"People's selfishness makes me sick. Look at your white face and your
drooping eyelids, and your tired little smiles."
"I am sorry."
"Sorry! Good God! My beloved, do take care of yourself, please. Promise
me not to see any one after I leave; go to bed and pull the blinds."
"But I am expecting Bill."
"Bill will be all the better for not getting what he wants for once."
"But supposing he doesn't want it?"
"I don't understand."
The door opened.
"Bill!" She put out her left hand, all her features lit up with a quiet
luminous radiance. His eyes were smiling, but his mouth was grave.
"Elaine!" He said it as if it were a very significant remark, and,
though he hadn't meant to, he caressed her name with his voice.
"Mortimer thinks I ought to go to bed and send you away."
"But you won't?"
"Probably not." She was bubbling over with gaiety. "I am very
weak-minded."
The two men were not looking at one another, but currents of hostility
flowed between them. Bill had not fought for Elaine's love; it had come
to him with a strange inevitability. He had no fear of losing it and no
particular desire to keep it, but the thought that you possess something
that some one else passionately covets is always exhilarating.
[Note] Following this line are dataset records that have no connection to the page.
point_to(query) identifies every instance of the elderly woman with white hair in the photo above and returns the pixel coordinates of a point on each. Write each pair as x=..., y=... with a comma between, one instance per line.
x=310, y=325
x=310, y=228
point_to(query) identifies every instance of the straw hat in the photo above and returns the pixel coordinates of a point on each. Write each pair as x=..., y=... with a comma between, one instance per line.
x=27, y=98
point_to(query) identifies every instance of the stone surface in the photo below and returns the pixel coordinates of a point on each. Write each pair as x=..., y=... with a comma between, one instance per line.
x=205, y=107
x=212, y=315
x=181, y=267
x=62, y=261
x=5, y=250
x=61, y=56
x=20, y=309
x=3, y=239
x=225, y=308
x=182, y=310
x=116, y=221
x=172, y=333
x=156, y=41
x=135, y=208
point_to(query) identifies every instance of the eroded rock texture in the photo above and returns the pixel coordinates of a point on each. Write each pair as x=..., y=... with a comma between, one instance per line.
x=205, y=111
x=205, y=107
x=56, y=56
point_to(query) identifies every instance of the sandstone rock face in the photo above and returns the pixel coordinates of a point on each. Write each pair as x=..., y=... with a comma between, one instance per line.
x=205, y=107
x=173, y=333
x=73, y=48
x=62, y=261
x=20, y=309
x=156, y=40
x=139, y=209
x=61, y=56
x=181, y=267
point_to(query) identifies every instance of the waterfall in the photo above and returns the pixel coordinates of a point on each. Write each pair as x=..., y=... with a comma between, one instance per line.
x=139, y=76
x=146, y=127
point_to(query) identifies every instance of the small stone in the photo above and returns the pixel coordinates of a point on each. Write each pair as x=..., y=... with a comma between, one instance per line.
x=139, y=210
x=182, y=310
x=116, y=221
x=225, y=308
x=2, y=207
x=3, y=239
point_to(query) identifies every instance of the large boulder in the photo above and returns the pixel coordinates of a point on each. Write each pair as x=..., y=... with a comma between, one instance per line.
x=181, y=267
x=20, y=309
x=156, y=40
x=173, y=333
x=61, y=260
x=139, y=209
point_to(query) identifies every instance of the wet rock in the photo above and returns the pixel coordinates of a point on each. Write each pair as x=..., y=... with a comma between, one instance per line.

He would
never have admitted it--he could never have admitted it, but she was to
him like an object dangled on a watch chain--not obtrusively displayed
but a possession recognised by everybody and taken for granted by him.
Only he never seemed bored because he was never tired of mobilising his
own charms. And in herself, she delighted him--it was only in her
relations with him that she got on his nerves. He loved to see her with
other men exercising the divine arts of her irresistibility, her every
smile, her every gesture, the intonations of her voice, the turn of her
head, her bubbling brilliance, her cool indifference, the ice of her
intellect, the glow of her sympathy, each contributing to the
masterpiece of her coquetry. But with him she was not even a
coquette--jerky, passionate, nervous, humble, exacting, dull--she tired
him to death.
"Well, I must be going." Mortimer spoke doubtfully. There was a pause.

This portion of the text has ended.